A rusty yet ornate vat containing a mixture of glass, black soot and scalding water bubbling to the brim; this is “The Near Death Experience”. With each passing second the pop and hiss of continual release fills the void as the murky substance threatens to overflow to the point of ruin. Dynamic composition forms your surroundings as your strength begins to dwindle, your body now hovering over a large space of nothingness separating you and the vile concoction. Letting go will expedite the pain, culminating in a split second of energetic burst. Clenching your teeth and holding on may be the path to salvation, yet it will require tremendous effort.
SPEKTR equals atmosphere, there is no way around it. You want a quick synopsis? Take elements of VELVET CACOON and undercut your palate with trace amounts of newer BETHLEHEM; quite fucked up and quite entertaining. Lots of ambience juxtaposed by raw Black Metal riffing which is drowned in layered distortion backed by steady rhythmic pulses. The ambient aspect outweighs the actual Metal portion, but the latter is often a bit more prolific than that of their influences, offering several very satisfying riffs and melodies. This sound is stitched together by a faint Industrial feel which seems to manipulate the otherwise organic compositions and form this sort of moving amalgam of a poem which is set on inducing a trance and fucking with your mental faculties.
This two-piece readily establishes themselves through clever utilization of jarring and caustic transitions which are completely unexpected. From the get-go the album is birthed through pulsing static before taking a nose-dive and splitting your skull with a “Wrath Of The Tyrant” type riff. Your eyes are pinned wide and your ventricles are always pumping as SPEKTR remain in control through continually layering strange sounds and awkward song structures. The moments of traditional Black Metal which are espoused infrequently is a bit more overt and in your face than that of VELVET CACOON, expending its energy in a quick explosion with an over the top scream and clouded melodic guitar frenzy. Due to the barbaric and open nature of such passages, certain portions of the album are a bit more disturbing upon first listen yet have trouble sustaining themselves upon subsequent spins. This is in stark contrast to the subtle songwriting which continually unfolds before your ears over an extended period of time. While offering both the former and the latter includes a bit of variation and helps to form the band’s identity, it also lowers the overall quality and ability to a degree as at any given moment the flowing cacophony could very well be quite sophisticated or completely shallow.

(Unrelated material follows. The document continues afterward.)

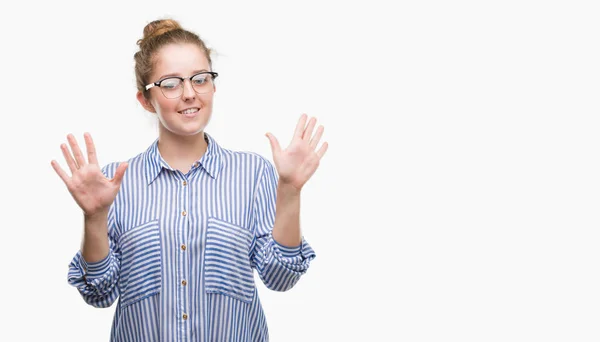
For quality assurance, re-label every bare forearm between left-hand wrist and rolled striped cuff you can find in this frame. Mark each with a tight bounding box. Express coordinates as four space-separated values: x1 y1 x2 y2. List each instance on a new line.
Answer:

Despite the aforementioned nuances of this post-Black Metal Ambient monstrosity, there’s a great deal of enjoyment to be had if the listener is disciplined and patient. Such compositions command every ounce of attention and allow little maneuvering room for other such activities in the process. If one finds themselves even slightly distracted, you could easily neglect to take heed of such subtleties as the remarkable ability for tracks to bleed into one another and sort of unfold as a clever novel. The affect would be cheapened and the listener would not be afforded the opportunity to slip into a docile and comatose-like state before being rocked by a rapid waterfall of static, echoing voice, or inordinate tempo change.
While “The Near Death Experience” certainly stands strong on its own two legs, it could easily be well served as a chaotic soundtrack to a film such as “28 Days Later” or another suitable horror film with style and merit. The strange effects accomplished through instrumentation such as howling wind or dripping water keeps the hairs on the back of your neck at length and your attention sharply focused. Music which is truly unsettling and unnerving is not as easy to come by as one would think in the extreme Metal scene.